Custo da assessores e policiais ao Qatar chegou a R$ 280 mil. O Planalto declarou que não houve utilização de recursos públicos pela primeira-dama. "As despesas com passagem e hospedagem dela foram pagas pela organização que convidou. Janja foi convidada pela sheika do Qatar, Mozha bin Nasser al-Missned". Mas reportagem do Estadão apontou que o custo com passagens, estadia e diárias de quatro assessores e oito policiais federais chegou a R$ 280 mil (aqui).

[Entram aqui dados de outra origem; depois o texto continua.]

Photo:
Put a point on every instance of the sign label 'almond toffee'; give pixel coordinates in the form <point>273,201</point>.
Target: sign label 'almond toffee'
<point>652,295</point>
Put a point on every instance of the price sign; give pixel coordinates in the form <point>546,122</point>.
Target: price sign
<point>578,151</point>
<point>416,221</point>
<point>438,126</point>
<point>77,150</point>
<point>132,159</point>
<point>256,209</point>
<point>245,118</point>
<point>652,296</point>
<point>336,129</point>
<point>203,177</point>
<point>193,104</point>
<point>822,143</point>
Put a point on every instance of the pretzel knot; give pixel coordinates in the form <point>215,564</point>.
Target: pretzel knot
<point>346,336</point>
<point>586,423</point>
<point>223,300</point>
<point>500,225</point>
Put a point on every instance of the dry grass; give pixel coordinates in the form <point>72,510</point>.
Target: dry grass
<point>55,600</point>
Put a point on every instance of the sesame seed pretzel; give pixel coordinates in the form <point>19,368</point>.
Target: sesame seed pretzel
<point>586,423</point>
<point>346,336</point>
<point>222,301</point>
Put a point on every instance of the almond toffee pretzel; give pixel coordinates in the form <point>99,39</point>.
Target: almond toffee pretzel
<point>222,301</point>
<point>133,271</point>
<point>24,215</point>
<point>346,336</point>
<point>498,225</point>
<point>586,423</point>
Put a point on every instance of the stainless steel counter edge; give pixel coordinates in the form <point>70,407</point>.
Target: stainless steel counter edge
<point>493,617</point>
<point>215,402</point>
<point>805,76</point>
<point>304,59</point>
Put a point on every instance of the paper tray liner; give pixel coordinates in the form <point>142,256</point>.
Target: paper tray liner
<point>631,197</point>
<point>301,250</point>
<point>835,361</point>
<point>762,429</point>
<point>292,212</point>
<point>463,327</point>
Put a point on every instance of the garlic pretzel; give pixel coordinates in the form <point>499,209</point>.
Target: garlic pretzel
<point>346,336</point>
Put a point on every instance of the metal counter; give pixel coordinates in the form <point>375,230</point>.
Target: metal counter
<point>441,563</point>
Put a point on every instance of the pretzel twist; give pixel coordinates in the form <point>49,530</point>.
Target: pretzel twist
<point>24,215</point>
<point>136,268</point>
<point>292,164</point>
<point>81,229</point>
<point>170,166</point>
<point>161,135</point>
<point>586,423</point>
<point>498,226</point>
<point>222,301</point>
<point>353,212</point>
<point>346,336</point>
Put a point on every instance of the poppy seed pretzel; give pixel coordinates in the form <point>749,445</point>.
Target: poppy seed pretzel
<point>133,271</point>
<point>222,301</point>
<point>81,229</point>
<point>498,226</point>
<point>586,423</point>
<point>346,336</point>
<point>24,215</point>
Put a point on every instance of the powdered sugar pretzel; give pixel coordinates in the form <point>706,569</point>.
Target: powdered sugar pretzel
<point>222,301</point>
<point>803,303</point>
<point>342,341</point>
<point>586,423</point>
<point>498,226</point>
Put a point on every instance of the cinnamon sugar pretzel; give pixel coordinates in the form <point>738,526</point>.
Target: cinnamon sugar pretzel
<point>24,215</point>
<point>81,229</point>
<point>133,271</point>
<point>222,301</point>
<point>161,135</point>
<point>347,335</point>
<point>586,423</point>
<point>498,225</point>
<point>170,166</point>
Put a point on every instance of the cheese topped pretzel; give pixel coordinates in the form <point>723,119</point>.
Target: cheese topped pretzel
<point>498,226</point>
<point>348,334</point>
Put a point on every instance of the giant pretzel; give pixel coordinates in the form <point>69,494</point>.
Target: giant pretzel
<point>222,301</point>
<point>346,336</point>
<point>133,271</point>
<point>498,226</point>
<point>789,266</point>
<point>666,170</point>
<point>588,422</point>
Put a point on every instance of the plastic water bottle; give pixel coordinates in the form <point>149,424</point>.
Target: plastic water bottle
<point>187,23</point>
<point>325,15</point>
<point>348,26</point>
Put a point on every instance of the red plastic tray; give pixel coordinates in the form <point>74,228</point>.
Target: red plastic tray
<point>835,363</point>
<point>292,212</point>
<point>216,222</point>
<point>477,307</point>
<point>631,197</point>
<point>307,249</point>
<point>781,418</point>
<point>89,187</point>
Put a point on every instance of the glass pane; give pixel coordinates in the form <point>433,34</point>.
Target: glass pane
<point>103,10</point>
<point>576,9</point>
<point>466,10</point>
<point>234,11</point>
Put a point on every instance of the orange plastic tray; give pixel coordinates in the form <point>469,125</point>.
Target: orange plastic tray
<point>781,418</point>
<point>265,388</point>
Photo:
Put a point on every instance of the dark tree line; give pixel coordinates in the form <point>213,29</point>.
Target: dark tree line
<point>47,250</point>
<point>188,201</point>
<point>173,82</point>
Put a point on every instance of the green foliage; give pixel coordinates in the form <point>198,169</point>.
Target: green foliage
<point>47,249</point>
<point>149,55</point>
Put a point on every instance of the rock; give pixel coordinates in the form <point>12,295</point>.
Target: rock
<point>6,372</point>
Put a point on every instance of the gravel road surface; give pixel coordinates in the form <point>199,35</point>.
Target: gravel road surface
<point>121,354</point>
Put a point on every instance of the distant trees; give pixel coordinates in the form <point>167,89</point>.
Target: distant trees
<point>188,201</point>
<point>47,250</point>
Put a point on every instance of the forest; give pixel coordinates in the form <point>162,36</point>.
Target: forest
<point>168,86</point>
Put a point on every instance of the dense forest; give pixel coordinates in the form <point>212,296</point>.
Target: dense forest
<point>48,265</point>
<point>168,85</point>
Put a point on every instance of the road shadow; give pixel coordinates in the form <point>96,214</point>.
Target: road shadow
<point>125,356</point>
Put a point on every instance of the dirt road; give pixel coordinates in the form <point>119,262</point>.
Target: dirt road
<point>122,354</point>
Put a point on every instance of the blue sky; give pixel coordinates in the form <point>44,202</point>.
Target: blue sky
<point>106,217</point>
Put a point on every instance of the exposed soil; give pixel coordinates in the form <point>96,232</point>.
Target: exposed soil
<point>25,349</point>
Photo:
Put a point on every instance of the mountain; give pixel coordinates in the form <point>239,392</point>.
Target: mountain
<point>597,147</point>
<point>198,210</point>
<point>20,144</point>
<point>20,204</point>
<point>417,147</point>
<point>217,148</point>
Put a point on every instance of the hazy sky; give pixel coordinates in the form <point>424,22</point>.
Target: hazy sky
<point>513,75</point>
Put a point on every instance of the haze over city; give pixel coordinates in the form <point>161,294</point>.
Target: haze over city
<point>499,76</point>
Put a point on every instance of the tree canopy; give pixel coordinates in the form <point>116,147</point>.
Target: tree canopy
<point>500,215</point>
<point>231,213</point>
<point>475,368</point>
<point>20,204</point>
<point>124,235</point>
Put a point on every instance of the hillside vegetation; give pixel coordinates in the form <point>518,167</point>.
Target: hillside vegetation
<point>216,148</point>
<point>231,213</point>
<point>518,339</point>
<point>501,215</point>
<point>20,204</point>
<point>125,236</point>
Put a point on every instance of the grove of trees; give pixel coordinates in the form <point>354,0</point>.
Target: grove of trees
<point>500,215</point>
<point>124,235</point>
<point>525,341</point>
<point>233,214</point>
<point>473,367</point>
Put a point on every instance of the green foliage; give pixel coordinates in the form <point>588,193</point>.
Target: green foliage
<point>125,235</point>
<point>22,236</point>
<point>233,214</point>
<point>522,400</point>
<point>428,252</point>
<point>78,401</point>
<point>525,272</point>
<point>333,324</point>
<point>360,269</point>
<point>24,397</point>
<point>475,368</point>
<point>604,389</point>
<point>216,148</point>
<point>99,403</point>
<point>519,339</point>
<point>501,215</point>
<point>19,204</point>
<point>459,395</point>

Comitiva de Janja nas Olimpíadas custou ao menos R$ 236 mil. O Planalto afirmou que a primeira-dama integrou a comitiva oficial por designação do presidente, por meio do Decreto de 12 de julho de 2024, publicado em edição extra do DOU (Diário Oficial da União). "Quanto à hospedagem, a primeira-dama e os servidores da Presidência da República que assessoraram a comitiva oficial ficaram hospedados na Residência Oficial da Embaixada do Brasil em Paris, portanto, sem custo ao erário. Também não houve utilização de aeronave da Força Aérea Brasileira e como já mencionado anteriormente, a primeira-dama não recebeu diárias". O Planalto destaca ainda que o TCU (Tribunal de Contas da União) não identificou nenhuma irregularidade na viagem a Paris. A nota do governo Lula mais uma vez omite que a comitiva oficial que acompanhou Janja custou aos cofres público ao menos R$ 236 mil (aqui).

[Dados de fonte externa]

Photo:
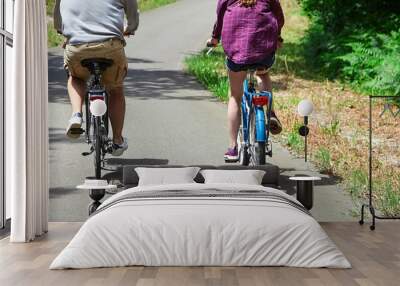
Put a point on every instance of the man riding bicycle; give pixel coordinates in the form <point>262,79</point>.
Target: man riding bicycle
<point>95,29</point>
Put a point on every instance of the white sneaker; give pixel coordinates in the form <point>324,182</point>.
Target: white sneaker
<point>119,149</point>
<point>74,130</point>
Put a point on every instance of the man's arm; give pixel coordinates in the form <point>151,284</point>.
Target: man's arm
<point>57,17</point>
<point>132,14</point>
<point>221,8</point>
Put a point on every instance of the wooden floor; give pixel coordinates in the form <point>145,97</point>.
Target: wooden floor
<point>375,257</point>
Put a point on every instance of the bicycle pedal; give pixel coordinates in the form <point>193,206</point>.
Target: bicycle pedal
<point>231,161</point>
<point>77,131</point>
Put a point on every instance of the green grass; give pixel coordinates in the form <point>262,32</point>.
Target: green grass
<point>210,71</point>
<point>295,141</point>
<point>145,5</point>
<point>54,39</point>
<point>323,159</point>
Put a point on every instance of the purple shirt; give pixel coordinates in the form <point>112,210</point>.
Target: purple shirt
<point>249,35</point>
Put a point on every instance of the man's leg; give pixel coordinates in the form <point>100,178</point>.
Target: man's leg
<point>77,92</point>
<point>234,110</point>
<point>117,112</point>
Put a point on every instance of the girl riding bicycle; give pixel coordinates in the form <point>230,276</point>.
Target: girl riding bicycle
<point>250,32</point>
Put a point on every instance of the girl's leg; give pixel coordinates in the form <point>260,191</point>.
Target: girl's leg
<point>236,80</point>
<point>265,84</point>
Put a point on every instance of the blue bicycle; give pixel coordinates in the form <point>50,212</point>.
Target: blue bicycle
<point>254,142</point>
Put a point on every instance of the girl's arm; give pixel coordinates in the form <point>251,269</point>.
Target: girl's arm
<point>278,12</point>
<point>221,8</point>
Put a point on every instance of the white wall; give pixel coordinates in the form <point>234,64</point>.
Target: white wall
<point>9,12</point>
<point>9,24</point>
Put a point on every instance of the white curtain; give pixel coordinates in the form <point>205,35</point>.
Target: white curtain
<point>26,124</point>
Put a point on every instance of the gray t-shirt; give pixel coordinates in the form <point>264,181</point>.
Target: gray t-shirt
<point>88,21</point>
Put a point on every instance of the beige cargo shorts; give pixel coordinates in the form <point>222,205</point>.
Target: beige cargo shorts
<point>111,49</point>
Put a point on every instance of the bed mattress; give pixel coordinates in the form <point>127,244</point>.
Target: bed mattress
<point>201,225</point>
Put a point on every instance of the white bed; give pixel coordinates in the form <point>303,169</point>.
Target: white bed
<point>224,225</point>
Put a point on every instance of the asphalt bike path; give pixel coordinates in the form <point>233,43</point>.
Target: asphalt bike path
<point>170,117</point>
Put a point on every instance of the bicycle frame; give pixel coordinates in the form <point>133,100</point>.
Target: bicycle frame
<point>248,107</point>
<point>97,128</point>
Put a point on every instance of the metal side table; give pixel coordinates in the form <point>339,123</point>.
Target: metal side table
<point>305,190</point>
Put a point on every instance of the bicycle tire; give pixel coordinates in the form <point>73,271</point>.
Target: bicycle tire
<point>244,158</point>
<point>97,146</point>
<point>257,149</point>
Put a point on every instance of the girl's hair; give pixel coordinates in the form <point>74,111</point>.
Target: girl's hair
<point>247,3</point>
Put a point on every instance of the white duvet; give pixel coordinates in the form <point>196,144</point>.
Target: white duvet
<point>200,231</point>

Lula e Janja ficaram em hotel em Brasília por "falta de habitabilidade" na residência oficial. A despesa de R$ 216 mil foi gerada entre o período de transição de governo até metade de janeiro, quando o gasto veio à tona (aqui, aqui e aqui). O Planalto afirmou que a residência oficial precisou passar por reformas por conta de seu "estado danoso em que se encontrava". "As forças de segurança solicitaram que fossem adotadas as providências para que o presidente da República permanecesse hospedado no hotel, uma vez que o Gabinete de Transição Governamental identificou que não havia condições de habitabilidade da residência oficial da Granja do Torto, que estava sob controle da gestão anterior. A hospedagem incluiu as equipes de segurança", complementou a Presidência. Ou seja, o gastos envolveu não apenas a estadia de Janja, mas a de Lula e de sua segurança, e não deveria ser atribuída a ela.

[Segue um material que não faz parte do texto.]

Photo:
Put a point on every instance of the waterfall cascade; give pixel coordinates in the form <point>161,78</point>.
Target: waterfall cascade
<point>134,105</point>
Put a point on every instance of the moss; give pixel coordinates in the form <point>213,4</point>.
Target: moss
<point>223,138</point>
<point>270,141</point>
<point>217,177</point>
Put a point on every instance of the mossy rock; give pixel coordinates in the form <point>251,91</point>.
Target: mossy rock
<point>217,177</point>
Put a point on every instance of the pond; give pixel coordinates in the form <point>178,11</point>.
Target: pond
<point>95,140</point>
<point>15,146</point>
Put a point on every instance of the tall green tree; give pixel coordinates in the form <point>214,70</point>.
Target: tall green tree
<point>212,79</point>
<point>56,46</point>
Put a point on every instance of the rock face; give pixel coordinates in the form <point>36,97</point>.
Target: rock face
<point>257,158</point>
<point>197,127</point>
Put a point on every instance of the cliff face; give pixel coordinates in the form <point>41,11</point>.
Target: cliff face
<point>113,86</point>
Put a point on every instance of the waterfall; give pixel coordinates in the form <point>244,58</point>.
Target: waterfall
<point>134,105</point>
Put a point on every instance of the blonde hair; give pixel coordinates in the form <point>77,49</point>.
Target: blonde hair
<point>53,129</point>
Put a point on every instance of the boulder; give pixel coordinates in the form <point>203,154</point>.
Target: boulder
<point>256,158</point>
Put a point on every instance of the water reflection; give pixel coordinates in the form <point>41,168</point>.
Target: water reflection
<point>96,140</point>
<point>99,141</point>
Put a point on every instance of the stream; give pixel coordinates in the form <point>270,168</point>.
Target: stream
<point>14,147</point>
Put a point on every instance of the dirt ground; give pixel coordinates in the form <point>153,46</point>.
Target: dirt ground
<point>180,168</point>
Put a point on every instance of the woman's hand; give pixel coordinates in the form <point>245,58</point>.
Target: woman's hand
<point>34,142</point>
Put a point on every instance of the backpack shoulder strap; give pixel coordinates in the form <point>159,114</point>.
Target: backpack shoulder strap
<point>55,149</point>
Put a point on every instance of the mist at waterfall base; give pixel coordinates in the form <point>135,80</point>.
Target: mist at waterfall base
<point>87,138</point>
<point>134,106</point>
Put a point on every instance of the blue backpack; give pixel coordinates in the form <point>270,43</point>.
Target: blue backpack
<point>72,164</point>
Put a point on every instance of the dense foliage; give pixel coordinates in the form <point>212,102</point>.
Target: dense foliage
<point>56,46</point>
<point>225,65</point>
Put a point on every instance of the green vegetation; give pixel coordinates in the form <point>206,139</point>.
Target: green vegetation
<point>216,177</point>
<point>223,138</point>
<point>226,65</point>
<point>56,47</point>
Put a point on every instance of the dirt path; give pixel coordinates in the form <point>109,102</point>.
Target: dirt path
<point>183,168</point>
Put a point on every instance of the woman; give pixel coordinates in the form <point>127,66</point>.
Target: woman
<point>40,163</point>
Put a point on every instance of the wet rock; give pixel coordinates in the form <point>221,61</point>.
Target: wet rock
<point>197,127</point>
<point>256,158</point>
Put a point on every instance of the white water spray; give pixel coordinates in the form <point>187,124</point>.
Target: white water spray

Site foi criado por deputado estadual. A página foi criada pelo deputado Guto Zacarias (União Brasil-SP), como afirmou em postagem nas suas redes sociais (aqui) e como consta nos termos de privacidade do site (aqui). "A ideia do Janjômetro já vem desde antes da eleição (...). Passada a eleição, a gente teve um pouco mais de tempo para se organizar, focar mais no mandato e aí surgiu a ideia de criar o Janjômetro", disse na publicação.

Deputado diz que informações foram checadas. Depois da publicação desta reportagem, Guto Zacarias enviou nota ao UOL Confere onde afirma que "todas as informações disponibilizadas pelo site possuem verificação prévia e checagem de diversas fontes, exceto os gastos cujo próprio governo optou por manter em sigilo e não expor à população." "Reforçando que, caso o governo federal consiga provar, de forma efetiva, que algum gasto constante no Janjômetro não foi feito com dinheiro público, nossa equipe revisará", diz.

Governo critica anonimato de página. Já a presidência da República observou que o site, "apesar de ser publicamente anunciado como pertencente a um deputado estadual, encontra-se anônimo e sem informações sobre seu custo e como sua construção foi paga".